According to Government Security News, the collapse of Syria, the emergence of ISIL and ongoing instability in Iraq present significant dangers not just in the Middle East but in Britain and across the West. Many of the 500 British citizens who have travelled to Syria and Iraq have joined terrorist organizations alongside foreign fighters from Europe and further afield, according to the U.K.’s Home Office.

Goals include disrupting potential terrorists’ travel by providing the police with a temporary power to seize a passport at the border from individuals of concern.

It also creates a Temporary Exclusion Order that will control the return to the U.K. of a British citizen suspected of involvement in terrorist activity abroad. It also enhances border security by toughening transport security arrangements around passenger data, “no fly” lists and screening measures.
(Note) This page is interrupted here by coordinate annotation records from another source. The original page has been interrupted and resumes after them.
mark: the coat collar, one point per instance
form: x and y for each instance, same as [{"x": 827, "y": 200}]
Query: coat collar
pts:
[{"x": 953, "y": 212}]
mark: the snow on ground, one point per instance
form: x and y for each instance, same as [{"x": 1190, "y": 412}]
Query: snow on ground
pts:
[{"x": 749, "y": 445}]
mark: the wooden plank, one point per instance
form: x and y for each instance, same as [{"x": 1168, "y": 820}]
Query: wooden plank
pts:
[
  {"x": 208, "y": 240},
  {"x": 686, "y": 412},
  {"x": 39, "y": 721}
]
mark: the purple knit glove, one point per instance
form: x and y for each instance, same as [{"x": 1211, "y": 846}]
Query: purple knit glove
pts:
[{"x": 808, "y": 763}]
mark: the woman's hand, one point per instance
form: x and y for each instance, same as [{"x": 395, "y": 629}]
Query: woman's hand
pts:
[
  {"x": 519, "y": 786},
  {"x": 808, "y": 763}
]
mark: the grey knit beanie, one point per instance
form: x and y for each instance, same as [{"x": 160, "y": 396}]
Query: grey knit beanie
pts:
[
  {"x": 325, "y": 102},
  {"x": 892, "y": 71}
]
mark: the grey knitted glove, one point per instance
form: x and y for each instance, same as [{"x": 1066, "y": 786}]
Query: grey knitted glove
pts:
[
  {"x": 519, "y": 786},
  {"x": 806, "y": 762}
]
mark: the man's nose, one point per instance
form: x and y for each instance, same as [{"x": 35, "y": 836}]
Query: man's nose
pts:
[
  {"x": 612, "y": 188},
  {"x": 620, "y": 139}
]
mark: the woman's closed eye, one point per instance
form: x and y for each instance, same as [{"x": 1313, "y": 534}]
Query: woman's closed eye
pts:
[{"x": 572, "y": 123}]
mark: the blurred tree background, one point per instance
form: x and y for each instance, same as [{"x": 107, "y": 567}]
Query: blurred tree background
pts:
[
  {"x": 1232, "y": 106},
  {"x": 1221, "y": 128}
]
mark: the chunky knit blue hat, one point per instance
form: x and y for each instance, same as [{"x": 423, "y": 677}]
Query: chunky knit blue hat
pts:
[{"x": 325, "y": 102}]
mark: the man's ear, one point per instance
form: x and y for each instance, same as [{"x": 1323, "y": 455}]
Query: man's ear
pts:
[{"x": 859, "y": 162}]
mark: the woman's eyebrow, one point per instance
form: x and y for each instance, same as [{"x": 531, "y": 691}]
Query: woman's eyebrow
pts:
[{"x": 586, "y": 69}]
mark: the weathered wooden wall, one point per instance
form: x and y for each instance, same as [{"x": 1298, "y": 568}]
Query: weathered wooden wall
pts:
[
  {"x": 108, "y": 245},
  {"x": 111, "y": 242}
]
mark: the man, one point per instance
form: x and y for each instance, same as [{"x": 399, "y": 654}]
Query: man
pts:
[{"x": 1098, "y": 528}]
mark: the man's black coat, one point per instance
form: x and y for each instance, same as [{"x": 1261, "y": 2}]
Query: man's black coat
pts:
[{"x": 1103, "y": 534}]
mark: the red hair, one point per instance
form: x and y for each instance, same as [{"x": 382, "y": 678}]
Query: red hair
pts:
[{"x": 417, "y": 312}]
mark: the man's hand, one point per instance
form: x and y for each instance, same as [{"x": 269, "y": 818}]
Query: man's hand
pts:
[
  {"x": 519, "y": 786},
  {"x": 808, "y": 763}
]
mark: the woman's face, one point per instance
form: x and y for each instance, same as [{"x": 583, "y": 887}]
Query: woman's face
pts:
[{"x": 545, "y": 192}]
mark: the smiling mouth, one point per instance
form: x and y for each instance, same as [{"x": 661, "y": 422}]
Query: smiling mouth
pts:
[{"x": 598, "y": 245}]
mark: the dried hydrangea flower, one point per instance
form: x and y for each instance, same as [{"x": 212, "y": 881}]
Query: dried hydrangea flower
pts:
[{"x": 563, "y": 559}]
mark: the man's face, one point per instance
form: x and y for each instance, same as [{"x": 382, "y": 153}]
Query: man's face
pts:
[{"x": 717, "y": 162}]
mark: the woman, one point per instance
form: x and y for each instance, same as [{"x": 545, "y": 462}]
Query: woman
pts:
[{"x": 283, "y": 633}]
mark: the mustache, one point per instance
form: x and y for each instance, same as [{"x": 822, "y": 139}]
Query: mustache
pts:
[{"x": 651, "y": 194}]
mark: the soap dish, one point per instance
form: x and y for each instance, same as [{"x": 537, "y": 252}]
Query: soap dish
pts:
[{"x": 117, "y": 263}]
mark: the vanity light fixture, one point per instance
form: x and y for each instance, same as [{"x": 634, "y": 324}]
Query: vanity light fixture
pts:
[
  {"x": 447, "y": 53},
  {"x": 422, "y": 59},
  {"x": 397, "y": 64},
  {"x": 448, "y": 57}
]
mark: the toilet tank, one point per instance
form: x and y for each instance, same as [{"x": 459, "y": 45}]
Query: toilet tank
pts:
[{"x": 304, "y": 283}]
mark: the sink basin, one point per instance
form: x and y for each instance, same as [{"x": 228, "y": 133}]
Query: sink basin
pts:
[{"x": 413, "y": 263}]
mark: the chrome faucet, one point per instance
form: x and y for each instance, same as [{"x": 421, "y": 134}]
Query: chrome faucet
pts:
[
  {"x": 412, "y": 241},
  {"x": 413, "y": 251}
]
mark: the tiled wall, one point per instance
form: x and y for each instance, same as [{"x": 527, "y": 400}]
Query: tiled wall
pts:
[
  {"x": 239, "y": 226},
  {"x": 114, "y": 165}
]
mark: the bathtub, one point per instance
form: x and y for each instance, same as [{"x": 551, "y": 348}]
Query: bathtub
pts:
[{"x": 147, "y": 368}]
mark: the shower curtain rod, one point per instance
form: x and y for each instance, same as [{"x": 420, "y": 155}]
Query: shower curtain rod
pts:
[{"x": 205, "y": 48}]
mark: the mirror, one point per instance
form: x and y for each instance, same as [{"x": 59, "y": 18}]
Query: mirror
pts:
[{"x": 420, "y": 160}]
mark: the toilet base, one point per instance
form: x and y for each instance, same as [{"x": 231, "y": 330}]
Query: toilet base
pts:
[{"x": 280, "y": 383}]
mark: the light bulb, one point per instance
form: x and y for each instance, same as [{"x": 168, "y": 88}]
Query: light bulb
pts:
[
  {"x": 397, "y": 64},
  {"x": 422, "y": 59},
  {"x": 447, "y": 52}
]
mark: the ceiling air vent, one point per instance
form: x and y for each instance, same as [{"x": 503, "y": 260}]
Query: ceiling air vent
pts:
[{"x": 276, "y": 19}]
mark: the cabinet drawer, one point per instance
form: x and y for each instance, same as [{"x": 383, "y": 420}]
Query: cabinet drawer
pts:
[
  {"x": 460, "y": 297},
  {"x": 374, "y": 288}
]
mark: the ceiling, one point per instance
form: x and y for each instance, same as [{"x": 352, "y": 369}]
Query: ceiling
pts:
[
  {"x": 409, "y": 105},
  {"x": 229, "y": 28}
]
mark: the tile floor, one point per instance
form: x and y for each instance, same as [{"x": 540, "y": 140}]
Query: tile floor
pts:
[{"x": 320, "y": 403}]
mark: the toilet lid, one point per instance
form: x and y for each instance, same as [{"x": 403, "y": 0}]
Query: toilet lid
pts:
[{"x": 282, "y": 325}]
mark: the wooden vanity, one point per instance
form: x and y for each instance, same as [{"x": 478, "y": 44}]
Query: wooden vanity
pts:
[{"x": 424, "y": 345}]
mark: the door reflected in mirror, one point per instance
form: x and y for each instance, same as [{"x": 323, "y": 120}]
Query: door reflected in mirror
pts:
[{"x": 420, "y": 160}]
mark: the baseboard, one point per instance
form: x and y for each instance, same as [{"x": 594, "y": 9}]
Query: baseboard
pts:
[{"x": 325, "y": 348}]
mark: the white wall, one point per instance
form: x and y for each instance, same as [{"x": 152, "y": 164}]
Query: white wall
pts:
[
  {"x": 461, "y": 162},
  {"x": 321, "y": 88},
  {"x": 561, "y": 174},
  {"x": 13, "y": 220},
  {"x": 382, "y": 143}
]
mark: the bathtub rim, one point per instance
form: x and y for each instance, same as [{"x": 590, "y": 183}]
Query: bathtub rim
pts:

To strengthen security relating to those inside the U.K., the bill enhances existing Terrorism Prevention and Investigation Measures, including the introduction of stronger locational constraints and a power requiring individuals to attend meetings with the authorities as part of their ongoing management.

It also aims to curb radicalization, by, among other measures, creating a general duty on a range of bodies to prevent people being drawn into terrorism. It would also disrupt wider activities of terrorist organizations by requiring communications service providers to retain additional information in order to attribute an Internet Protocol address to a specific individual. In addition, the bill would amend existing law to ensure that U.K.-based insurance firms cannot reimburse the payment of terrorist ransoms.

The legislation also adds new safeguards to protect individual’s rights. These include appropriate legal thresholds, judicial oversight of certain measures, and a power to create a Privacy and Civil Liberties Board to support the work of the country’s Independent Reviewer of Terrorism Legislation, David Anderson QC.